Swiss food and drinks giant Nestle SA forecast Friday that 2012 will be a challenging year but reported that first-quarter sales rose a healthy 5.6 per cent from a year earlier, fuelled by strong growth in emerging markets and higher retail prices.
The maker of Nescafe, Haagen Dazs and Jenny Craig said sales amounted to 21.39 billion Swiss francs ($23.34 billion), though demand in developed markets was subdued amid global financial uncertainty in the United States its biggest market and Europe.
Sales in developed countries grew 3.1 per cent, compared with a 13 per cent rise in emerging markets.
“As anticipated, 2012 is already confirming itself to be a challenging year,” CEO Paul Bulcke said in a sales update statement.
“In many developed markets where consumer confidence is low, the trading environment is subdued whilst in most emerging markets, conditions remain dynamic and rich in growth opportunities,” he said. “Our past and present investments, and continuing innovation, have enabled us to deliver good growth in the first quarter.”
The results of the Vevey, Switzerland-based company generally met or exceeded analysts’ forecasts. No profit figures were disclosed.
Europe’s food makers have been hurt by the continent’s sovereign debt crisis, which has forced governments to cut spending, seen a spike in unemployment and made consumers wary of spending. Meanwhile, higher commodity prices have made retail food prices more expensive.
Nestle results showed it managed the tricky market situation relatively well.
Andrew Wood of the Sanford C. Bernstein research firm said he had anticipated that Nestle would have a “fairly strong top-line start to the year.” However, he does not believe it would be enough to get its stock “moving again, particularly given current lofty valuations.”
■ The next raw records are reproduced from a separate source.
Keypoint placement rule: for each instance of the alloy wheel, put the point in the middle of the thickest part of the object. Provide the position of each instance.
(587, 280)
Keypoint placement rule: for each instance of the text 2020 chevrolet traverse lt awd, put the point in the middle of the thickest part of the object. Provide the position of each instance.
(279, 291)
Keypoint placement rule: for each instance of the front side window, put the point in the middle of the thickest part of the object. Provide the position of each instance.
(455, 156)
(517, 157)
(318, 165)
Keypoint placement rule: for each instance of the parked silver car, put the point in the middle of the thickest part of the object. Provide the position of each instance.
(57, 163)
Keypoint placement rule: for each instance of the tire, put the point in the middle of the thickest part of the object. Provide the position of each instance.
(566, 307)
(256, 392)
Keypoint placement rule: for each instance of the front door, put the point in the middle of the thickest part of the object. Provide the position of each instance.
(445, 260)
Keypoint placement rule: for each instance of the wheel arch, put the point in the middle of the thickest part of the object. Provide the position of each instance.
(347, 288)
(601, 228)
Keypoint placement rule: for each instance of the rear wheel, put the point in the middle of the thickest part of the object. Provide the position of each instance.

Nestle shares were trading 0.5 per cent lower at 56.90 francs ($62.10).
Bulcke said a combination of retail price hikes and a predicted drop in the cost of raw materials in the second half of the year has enabled the company to confirm the full-year outlook “of delivering 5 to 6 per cent organic growth” and higher earnings for shareholders.
On Thursday, Nestle held its annual general meeting in Lausanne where shareholders approved a dividend of 1.95 francs ($2.13) per share.
Like many Swiss companies, Nestle has had to cope with the strength of the Swiss franc against other currencies, but since last summer Switzerland’s central bank has moved aggressively to weaken the franc and improve the outlook for Swiss exports.
The world’s biggest food and beverage maker said its organic sales growth was a robust 7.2 per cent, while real internal growth was 2.8 per cent.
Nestle said organic growth was 6.2 per cent in the Americas, 2.3 per cent in Europe and 11.4 per cent in Asia, Oceania and Africa.
The company had posted sales of 22.34 billion francs ($24.38 billion) in the first quarter of 2010.
Nestle did not comment on its bid to buy Pfizer Inc.’s infant-nutrition business for a reported $9 billion, a deal that would help the Swiss-based company to boost growth in China and maintain its position as one of the world’s largest sellers of infant formula.